# Switzerland tour



## midliferider (16 Sep 2015)

I would like to share my recent experience of touring in Switzerland.

Route planning: All what you need to to plan a route is given in this excellent website, Switzerland Mobility. Here is a link.

http://veloland.myswitzerland.com/en/veloland.html

I used mainly the national route 5, Mitelland Route. I extended it further at both ends. I started the tour on the German side of the lake Bodensee. Route 5 ends in Lausanne but I cycled further down to Geneva. The entire length of my route is about 575 KM.

Getting there and back: I travelled by train, from London to Friedrichshafen.
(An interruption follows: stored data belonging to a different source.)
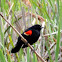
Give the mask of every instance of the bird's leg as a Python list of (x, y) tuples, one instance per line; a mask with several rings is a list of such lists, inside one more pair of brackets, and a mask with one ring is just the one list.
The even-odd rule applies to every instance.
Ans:
[(28, 45), (28, 41), (25, 43), (25, 45)]

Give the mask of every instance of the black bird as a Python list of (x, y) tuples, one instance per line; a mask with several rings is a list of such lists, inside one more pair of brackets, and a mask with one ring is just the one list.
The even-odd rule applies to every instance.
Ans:
[[(35, 43), (39, 36), (40, 36), (40, 31), (42, 27), (38, 24), (29, 27), (26, 29), (23, 33), (22, 36), (30, 43), (31, 45)], [(25, 48), (27, 45), (21, 40), (21, 37), (18, 37), (18, 41), (16, 43), (16, 46), (11, 50), (11, 53), (16, 53), (20, 50), (20, 48)]]

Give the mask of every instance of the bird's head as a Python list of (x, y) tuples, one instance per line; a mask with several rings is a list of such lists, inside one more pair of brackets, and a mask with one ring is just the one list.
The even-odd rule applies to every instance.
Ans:
[(31, 28), (40, 31), (43, 27), (39, 24), (36, 24), (36, 25), (32, 26)]

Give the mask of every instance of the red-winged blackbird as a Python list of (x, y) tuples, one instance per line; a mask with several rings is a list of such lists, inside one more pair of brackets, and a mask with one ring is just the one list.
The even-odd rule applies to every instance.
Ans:
[[(33, 43), (35, 43), (39, 36), (40, 36), (40, 31), (41, 31), (41, 26), (36, 24), (28, 29), (26, 29), (23, 33), (22, 36), (28, 41), (28, 43), (30, 43), (31, 45)], [(20, 48), (25, 48), (27, 47), (27, 45), (21, 40), (21, 37), (18, 37), (18, 42), (15, 46), (15, 48), (13, 48), (11, 50), (11, 53), (16, 53), (20, 50)]]

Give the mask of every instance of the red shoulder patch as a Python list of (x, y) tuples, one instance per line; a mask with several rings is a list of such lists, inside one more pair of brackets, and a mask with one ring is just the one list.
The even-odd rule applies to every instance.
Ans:
[(25, 32), (24, 34), (25, 34), (25, 35), (30, 35), (30, 36), (31, 36), (31, 35), (32, 35), (32, 30), (27, 31), (27, 32)]

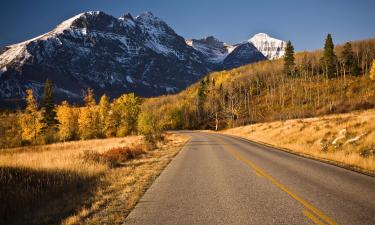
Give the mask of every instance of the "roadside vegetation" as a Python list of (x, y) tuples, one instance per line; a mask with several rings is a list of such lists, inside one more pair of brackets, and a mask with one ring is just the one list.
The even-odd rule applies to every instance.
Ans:
[(224, 130), (375, 175), (375, 110), (292, 119)]
[(121, 224), (186, 137), (165, 134), (0, 150), (1, 224)]
[(288, 46), (283, 59), (214, 72), (179, 94), (143, 105), (162, 127), (212, 130), (375, 106), (375, 39), (334, 47), (328, 35), (325, 48), (314, 52), (294, 53)]

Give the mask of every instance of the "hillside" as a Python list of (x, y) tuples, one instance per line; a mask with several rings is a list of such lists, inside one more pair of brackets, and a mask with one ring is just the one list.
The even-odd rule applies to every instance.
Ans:
[(258, 123), (223, 133), (375, 174), (375, 110)]
[(263, 61), (209, 74), (180, 94), (146, 100), (144, 110), (166, 128), (224, 129), (240, 125), (368, 109), (375, 105), (375, 82), (368, 73), (375, 39), (352, 42), (359, 74), (343, 66), (335, 47), (336, 76), (327, 78), (322, 50), (295, 55), (296, 71), (283, 73), (283, 60)]

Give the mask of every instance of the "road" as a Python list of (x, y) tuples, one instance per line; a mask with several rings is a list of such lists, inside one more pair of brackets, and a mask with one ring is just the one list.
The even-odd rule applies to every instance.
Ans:
[(125, 224), (375, 224), (375, 178), (240, 138), (190, 141)]

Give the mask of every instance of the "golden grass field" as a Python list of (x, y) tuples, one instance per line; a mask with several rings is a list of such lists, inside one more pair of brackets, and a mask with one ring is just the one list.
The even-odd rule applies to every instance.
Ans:
[(121, 224), (186, 136), (0, 150), (0, 224)]
[(223, 131), (375, 174), (375, 110), (258, 123)]

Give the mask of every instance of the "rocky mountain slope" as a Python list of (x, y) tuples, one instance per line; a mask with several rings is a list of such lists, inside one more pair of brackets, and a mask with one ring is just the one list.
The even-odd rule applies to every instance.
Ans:
[(212, 70), (266, 59), (262, 53), (250, 42), (228, 45), (214, 37), (185, 41), (150, 12), (119, 18), (86, 12), (0, 51), (0, 103), (23, 99), (27, 88), (40, 97), (47, 78), (58, 100), (72, 102), (80, 101), (88, 87), (97, 96), (110, 97), (175, 93)]

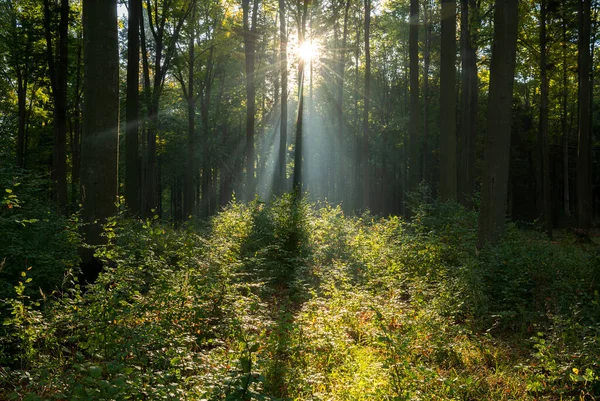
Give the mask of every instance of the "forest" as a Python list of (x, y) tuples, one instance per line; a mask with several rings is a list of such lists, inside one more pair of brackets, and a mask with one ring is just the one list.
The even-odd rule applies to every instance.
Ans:
[(600, 400), (597, 0), (0, 0), (0, 400)]

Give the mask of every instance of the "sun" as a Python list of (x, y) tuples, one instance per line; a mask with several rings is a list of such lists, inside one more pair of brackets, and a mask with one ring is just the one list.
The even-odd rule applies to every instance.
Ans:
[(313, 42), (306, 41), (298, 48), (298, 56), (305, 62), (317, 58), (318, 55), (319, 47)]

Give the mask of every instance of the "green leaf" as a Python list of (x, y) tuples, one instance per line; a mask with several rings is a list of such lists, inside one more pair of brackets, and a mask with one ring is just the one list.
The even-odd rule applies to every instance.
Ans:
[(250, 373), (250, 369), (252, 364), (250, 363), (250, 358), (240, 358), (240, 365), (242, 365), (242, 372)]
[(99, 366), (91, 366), (89, 369), (89, 373), (90, 377), (97, 379), (100, 376), (102, 376), (102, 369)]

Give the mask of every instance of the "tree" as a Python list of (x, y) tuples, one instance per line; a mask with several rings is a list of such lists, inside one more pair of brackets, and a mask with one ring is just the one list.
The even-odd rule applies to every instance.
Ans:
[(369, 127), (371, 119), (371, 0), (365, 0), (365, 106), (363, 111), (362, 173), (363, 208), (371, 203), (371, 180), (369, 174)]
[(425, 0), (423, 7), (423, 27), (425, 38), (423, 44), (423, 140), (421, 150), (421, 176), (431, 182), (429, 160), (429, 70), (431, 66), (431, 42), (433, 24), (431, 23), (430, 0)]
[(591, 0), (579, 3), (579, 134), (577, 141), (577, 228), (589, 237), (592, 227), (592, 127), (590, 85)]
[(548, 154), (548, 70), (546, 50), (546, 17), (547, 1), (540, 4), (540, 119), (538, 131), (538, 147), (541, 164), (542, 213), (544, 226), (549, 238), (552, 238), (552, 206), (550, 198), (550, 156)]
[(287, 123), (288, 123), (288, 58), (287, 58), (287, 17), (285, 0), (279, 0), (279, 55), (281, 59), (281, 122), (279, 126), (279, 156), (277, 159), (277, 182), (279, 192), (285, 192)]
[(456, 1), (442, 0), (440, 197), (456, 200)]
[(44, 31), (46, 37), (46, 60), (50, 74), (50, 88), (54, 100), (54, 141), (52, 153), (53, 197), (60, 209), (67, 205), (67, 80), (69, 1), (60, 2), (58, 25), (58, 54), (54, 54), (52, 41), (52, 12), (50, 0), (44, 0)]
[(475, 0), (461, 0), (461, 113), (458, 133), (458, 201), (469, 206), (475, 185), (475, 144), (477, 138), (477, 53), (473, 44), (471, 12), (477, 10)]
[(414, 191), (419, 183), (419, 0), (410, 0), (410, 31), (408, 34), (410, 68), (410, 167), (408, 188)]
[[(83, 1), (84, 104), (81, 140), (81, 217), (88, 244), (105, 241), (102, 224), (116, 212), (119, 146), (119, 43), (116, 0)], [(83, 255), (84, 278), (100, 265)]]
[[(308, 1), (298, 4), (298, 47), (302, 48), (306, 40), (306, 16), (308, 15)], [(292, 178), (292, 190), (297, 199), (302, 196), (302, 158), (303, 147), (303, 122), (304, 122), (304, 58), (298, 61), (298, 114), (296, 116), (296, 139), (294, 146), (294, 176)]]
[[(41, 13), (39, 4), (33, 1), (7, 0), (0, 2), (2, 15), (0, 32), (0, 49), (6, 66), (3, 73), (9, 75), (8, 85), (17, 95), (17, 143), (16, 164), (26, 167), (27, 155), (27, 122), (28, 98), (31, 100), (35, 91), (35, 82), (41, 75), (39, 62), (42, 48), (40, 41), (43, 32), (38, 19)], [(28, 95), (29, 93), (29, 95)]]
[(479, 209), (479, 247), (497, 242), (504, 231), (517, 28), (518, 0), (497, 0)]
[(142, 3), (129, 0), (127, 20), (127, 98), (125, 115), (125, 202), (132, 215), (140, 213), (140, 17)]
[(129, 0), (127, 26), (127, 99), (125, 115), (125, 202), (132, 215), (140, 213), (140, 18), (142, 3)]
[(568, 68), (567, 63), (567, 2), (561, 2), (561, 36), (562, 36), (562, 96), (561, 96), (561, 130), (562, 130), (562, 148), (563, 148), (563, 211), (565, 217), (571, 217), (571, 200), (569, 191), (569, 129), (568, 119)]
[[(185, 19), (191, 11), (190, 2), (180, 4), (174, 0), (146, 0), (147, 21), (152, 34), (151, 47), (154, 51), (154, 62), (150, 68), (148, 57), (149, 43), (146, 41), (145, 19), (140, 19), (142, 64), (144, 68), (144, 97), (148, 113), (146, 127), (146, 155), (144, 196), (142, 198), (142, 213), (150, 217), (153, 210), (160, 206), (158, 160), (156, 151), (156, 138), (159, 129), (159, 108), (167, 72), (177, 49), (179, 34)], [(180, 8), (176, 6), (180, 5)], [(150, 70), (153, 72), (150, 82)]]
[(254, 124), (256, 118), (256, 39), (258, 36), (258, 5), (260, 0), (252, 0), (252, 17), (250, 17), (250, 0), (242, 0), (244, 25), (244, 53), (246, 60), (246, 197), (254, 196)]

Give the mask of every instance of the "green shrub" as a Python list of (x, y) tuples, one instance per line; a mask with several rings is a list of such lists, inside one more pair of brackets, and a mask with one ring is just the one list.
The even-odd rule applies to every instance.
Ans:
[(22, 271), (31, 268), (29, 296), (60, 287), (77, 269), (77, 216), (47, 206), (48, 182), (14, 167), (0, 168), (0, 298), (13, 297)]

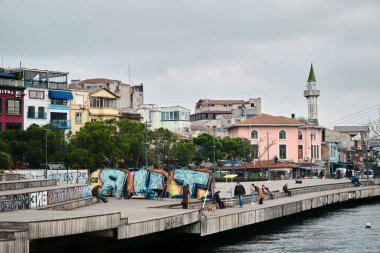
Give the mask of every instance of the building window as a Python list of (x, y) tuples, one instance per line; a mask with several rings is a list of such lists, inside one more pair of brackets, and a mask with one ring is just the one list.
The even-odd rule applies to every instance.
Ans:
[(20, 130), (21, 129), (21, 123), (7, 123), (6, 125), (7, 131), (8, 130)]
[(280, 153), (280, 159), (286, 159), (286, 145), (284, 144), (279, 145), (279, 153)]
[(251, 132), (251, 139), (258, 140), (259, 139), (259, 133), (257, 130), (252, 130)]
[(96, 122), (96, 119), (91, 119), (91, 122)]
[(298, 140), (299, 140), (299, 141), (302, 140), (302, 132), (301, 132), (301, 131), (298, 131)]
[(34, 106), (28, 106), (28, 118), (34, 119), (36, 117), (36, 108)]
[(82, 113), (81, 112), (75, 113), (75, 123), (82, 123)]
[[(0, 115), (3, 114), (3, 100), (0, 98)], [(0, 129), (1, 131), (1, 129)]]
[(39, 90), (30, 90), (29, 91), (29, 98), (44, 99), (45, 98), (45, 92), (39, 91)]
[(319, 145), (311, 145), (311, 159), (319, 159)]
[(7, 100), (7, 115), (21, 115), (21, 100)]
[(90, 106), (98, 107), (98, 108), (115, 108), (116, 107), (116, 99), (107, 99), (102, 97), (91, 97)]
[(259, 159), (259, 145), (258, 144), (252, 145), (252, 156), (253, 156), (253, 159)]
[(279, 133), (278, 133), (278, 138), (280, 140), (285, 140), (286, 139), (286, 132), (285, 130), (281, 130)]
[(38, 107), (38, 118), (39, 119), (46, 119), (45, 115), (45, 108), (44, 107)]
[(298, 159), (302, 159), (302, 158), (303, 158), (303, 146), (298, 145)]

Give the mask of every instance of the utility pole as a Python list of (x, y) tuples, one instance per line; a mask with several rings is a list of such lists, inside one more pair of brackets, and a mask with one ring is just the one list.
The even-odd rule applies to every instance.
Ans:
[(314, 133), (311, 132), (310, 133), (310, 178), (311, 178), (311, 175), (313, 173), (313, 136), (314, 136)]
[(368, 140), (366, 141), (367, 145), (365, 146), (365, 167), (367, 171), (367, 180), (369, 179), (368, 175)]
[(47, 169), (48, 169), (48, 129), (46, 128), (45, 129), (45, 170), (47, 173)]
[(267, 131), (267, 156), (268, 156), (268, 180), (270, 180), (270, 170), (269, 170), (269, 133)]

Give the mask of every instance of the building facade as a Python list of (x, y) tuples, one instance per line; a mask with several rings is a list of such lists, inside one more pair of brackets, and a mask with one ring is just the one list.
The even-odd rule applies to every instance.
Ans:
[(14, 103), (15, 108), (21, 105), (18, 113), (21, 112), (23, 118), (17, 126), (21, 123), (22, 128), (27, 129), (32, 124), (51, 124), (55, 129), (70, 129), (72, 95), (67, 90), (67, 72), (29, 68), (1, 69), (0, 72), (8, 75), (8, 83), (23, 89), (23, 99)]
[(152, 130), (166, 128), (174, 133), (189, 136), (191, 131), (190, 110), (182, 106), (142, 106), (137, 112), (143, 123), (148, 122)]
[(17, 130), (23, 128), (24, 87), (12, 86), (7, 79), (2, 80), (0, 72), (0, 129)]
[(228, 129), (230, 137), (251, 141), (255, 159), (315, 162), (321, 159), (321, 127), (293, 118), (261, 114)]
[(261, 98), (245, 100), (200, 99), (195, 104), (195, 113), (190, 116), (192, 126), (213, 129), (217, 136), (227, 135), (227, 128), (234, 123), (259, 115)]
[(119, 80), (93, 78), (71, 80), (71, 87), (84, 90), (98, 90), (102, 88), (109, 90), (118, 97), (116, 108), (121, 113), (128, 112), (130, 109), (138, 109), (144, 104), (143, 84), (132, 86)]

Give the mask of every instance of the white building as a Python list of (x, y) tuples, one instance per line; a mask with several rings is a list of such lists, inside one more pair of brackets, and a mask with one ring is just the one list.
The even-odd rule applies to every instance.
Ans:
[(137, 112), (141, 114), (143, 123), (149, 123), (151, 130), (162, 127), (181, 135), (190, 134), (190, 110), (182, 106), (144, 105)]

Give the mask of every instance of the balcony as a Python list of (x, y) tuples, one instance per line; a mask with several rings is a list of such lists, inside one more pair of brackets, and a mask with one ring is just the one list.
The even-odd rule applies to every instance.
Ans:
[(70, 129), (71, 128), (70, 120), (52, 119), (50, 120), (50, 124), (56, 129)]
[(0, 86), (24, 87), (23, 81), (0, 78)]
[(24, 83), (25, 83), (25, 87), (40, 88), (40, 89), (47, 89), (48, 87), (47, 81), (25, 80)]
[(28, 119), (46, 119), (46, 112), (28, 112)]

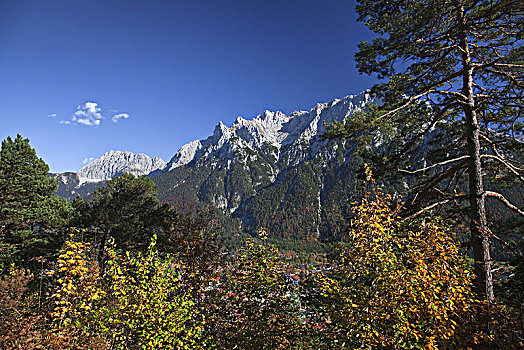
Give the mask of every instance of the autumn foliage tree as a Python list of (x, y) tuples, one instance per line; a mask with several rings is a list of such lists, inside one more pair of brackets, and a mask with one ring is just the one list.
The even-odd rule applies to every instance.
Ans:
[(278, 250), (264, 230), (259, 237), (218, 274), (211, 332), (224, 349), (304, 348), (299, 298), (287, 287)]
[(186, 269), (156, 241), (138, 254), (108, 247), (105, 273), (90, 244), (74, 237), (58, 259), (53, 332), (73, 348), (202, 349), (205, 319)]
[(460, 348), (460, 324), (475, 303), (472, 274), (437, 223), (401, 223), (392, 206), (379, 188), (365, 196), (354, 209), (336, 268), (320, 279), (331, 344)]

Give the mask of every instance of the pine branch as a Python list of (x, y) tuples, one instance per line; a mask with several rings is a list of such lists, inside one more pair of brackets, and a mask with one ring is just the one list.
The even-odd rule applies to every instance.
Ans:
[(393, 164), (393, 167), (396, 167), (398, 165), (398, 163), (400, 162), (400, 155), (404, 154), (405, 152), (407, 152), (414, 144), (415, 142), (417, 142), (418, 139), (420, 139), (422, 136), (426, 135), (431, 129), (433, 129), (433, 127), (437, 124), (437, 122), (446, 114), (446, 112), (448, 112), (452, 107), (455, 107), (455, 104), (449, 104), (449, 105), (446, 105), (444, 106), (441, 110), (438, 111), (438, 113), (435, 113), (435, 116), (433, 117), (433, 119), (427, 123), (426, 127), (424, 128), (424, 130), (420, 131), (419, 133), (417, 133), (415, 136), (413, 136), (411, 138), (411, 140), (409, 140), (409, 142), (407, 142), (403, 147), (402, 147), (402, 150), (400, 150), (400, 152), (398, 152), (398, 156), (397, 156), (397, 159), (395, 160), (394, 164)]

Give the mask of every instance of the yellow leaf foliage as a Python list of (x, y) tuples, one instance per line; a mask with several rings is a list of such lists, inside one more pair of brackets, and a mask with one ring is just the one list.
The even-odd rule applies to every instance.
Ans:
[(51, 313), (59, 327), (68, 327), (72, 322), (88, 323), (93, 304), (105, 295), (99, 283), (98, 265), (89, 257), (89, 247), (89, 243), (74, 241), (71, 235), (60, 250)]
[(465, 261), (437, 223), (400, 224), (391, 206), (376, 188), (362, 200), (321, 279), (335, 338), (347, 348), (452, 348), (472, 301)]

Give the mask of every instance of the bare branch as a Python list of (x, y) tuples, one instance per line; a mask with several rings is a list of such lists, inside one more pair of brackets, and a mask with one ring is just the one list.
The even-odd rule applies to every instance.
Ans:
[[(512, 246), (510, 246), (510, 245), (508, 244), (508, 242), (504, 241), (502, 238), (500, 238), (500, 237), (498, 237), (496, 234), (494, 234), (494, 233), (493, 233), (489, 228), (488, 228), (488, 236), (489, 236), (490, 238), (495, 239), (497, 242), (499, 242), (500, 244), (502, 244), (504, 247), (506, 247), (506, 248), (508, 248), (509, 250), (511, 250), (511, 252), (512, 252), (513, 254), (515, 254), (515, 256), (519, 256), (519, 255), (520, 255), (520, 253), (519, 253), (517, 250), (515, 250), (515, 248), (513, 248)], [(493, 271), (494, 271), (494, 270), (491, 270), (491, 272), (493, 272)]]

If you book it with DB, bhan.com, it cost just Euro 59.99 from London to anywhere in Germany.

I took the trian from Geneva to London through Lillie Europe. That cost me £60.

Bike and equipments: I used my trusted Specialized Sirrus Elite which I have now used in 3 tours in Europe.

Accommodation: I am a credit card tourer and has never camped during cycle touring. I used Air BandB for 4 nights and youth hostels for 3 nights. Hotels are far too expensive. Even youth hostel cost nearly Euro 40 for a bed in 6 bed dormitory.

My over all experience

Routes are very clearly marked. You do not need a map. It is just unbelievable. On couple of places there were road blocks due to road work. They have put diversions not just for motor vehicles but for cycle routes as well. The entire nation cycles. Cycling is the norm. You can cycle in the middle of major cities, Lausanne, Geneva, Zurich with heavy traffic with no worries about your life.

It is prohibitively expensive. It does have an impact on your overall enjoyment. Everything is just over double the price you pay here. At youth hostel, dinner cost Euro 18.50 without a drink.

It is obviously beautiful, you just cycle through picture post card villages and towns.

I am not very good at writing reports. I just wanted to give you the basic information if you ever wish to plan a tour. If you have any question, please ask me.


----------